Au cours de sa visite ce jeudi 13 février à l’Institut de formation des aides-soignants (IFAS) de Nanterre, Agnès BUZYN, accompagnée de Myriam EL KHOMRI, a annoncé une série de mesures co-construites avec des aides-soignants, des représentants de la formation, des organisations syndicales et des employeurs.

  • la suppression du concours d’aide-soignant. Remplacé par un système d’examen de dossier et d’entretien oral valorisant davantage les qualités attendues, notamment les qualités relationnelles, cette mesure s’appliquera dès septembre 2020, avec un mécanisme transitoire pour ne pas pénaliser celles et ceux qui préparent actuellement le concours ;
  • la refonte de la formation initiale, qui passera de 10 mois à 12 mois, autour de nouveaux enseignements comme le repérage des fragilités, la prévention de la perte d’autonomie ou encore le raisonnement clinique en équipe pluri-professionnelle. A la fin du mois d’avril, Agnès Buzyn présentera en détail le nouveau référentiel des missions, des activités et des blocs de compétences de la profession.
  • pour répondre aux besoins de formation, les aides-soignants intervenant auprès des personnes âgées pourront bénéficier d’une nouvelle formation collective certifiante centrée sur les besoins des personnes âgées, d’une durée de 3 semaines ;
  • un effort important en faveur de la prévention de la sinistralité de ce métier avec la création d’un fonds national de prévention doté de 40 millions d’euros et la mise en place, sur les deux dernières années de carrière, d’un mi-temps payé à 75% et avec 100% de cotisation retraite grâce à l’appui du Fonds pour l’Emploi Hospitalier.

Agnès Buzyn s'engage par ailleurs "pour la création d’un grade de débouché en catégorie B pour les aides-soignants en fin de carrières".

Elle insiste également sur  sa volonté de fluidifier les parcours des aides-soignants vers plusieurs métiers :  auxiliaires de puériculture, aassistant de régulation médicale, aux métiers de l’accompagnement éducatif et social et précise vouloir réduire "la durée du cursus infirmier qui est aujourd’hui de 3 ans pour les aides-soignants qui ont déjà exercé plusieurs années.
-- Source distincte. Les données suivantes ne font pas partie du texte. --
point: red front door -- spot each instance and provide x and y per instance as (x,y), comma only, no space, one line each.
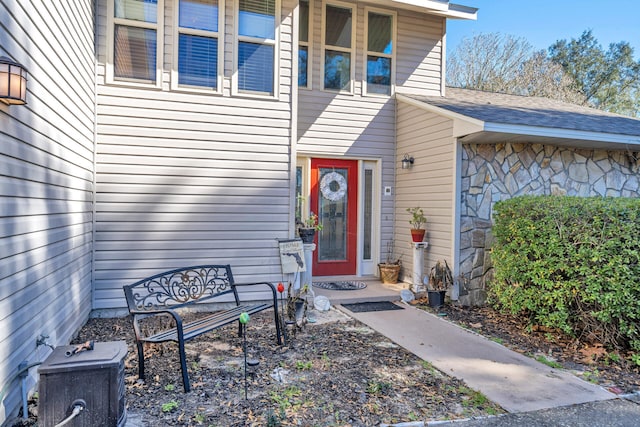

Je souhaite que les dispenses de formation et de stage soient revues dans ce sens. Dans le prolongement de cette réflexion, je souhaite également que les conditions de reclassement des aides-soignants devenant infirmiers par le canal de la promotion professionnelle soient améliorées" .

Au-delà de ces mesures, la réforme globale du grand âge et de l’autonomie répondra à tous les enjeux des métiers du grand âge, s’agissant notamment de l’attractivité des métiers du domicile. Cette réforme, parmi les priorités du Gouvernement pour cette année, fera objet d’un projet de loi à l’été.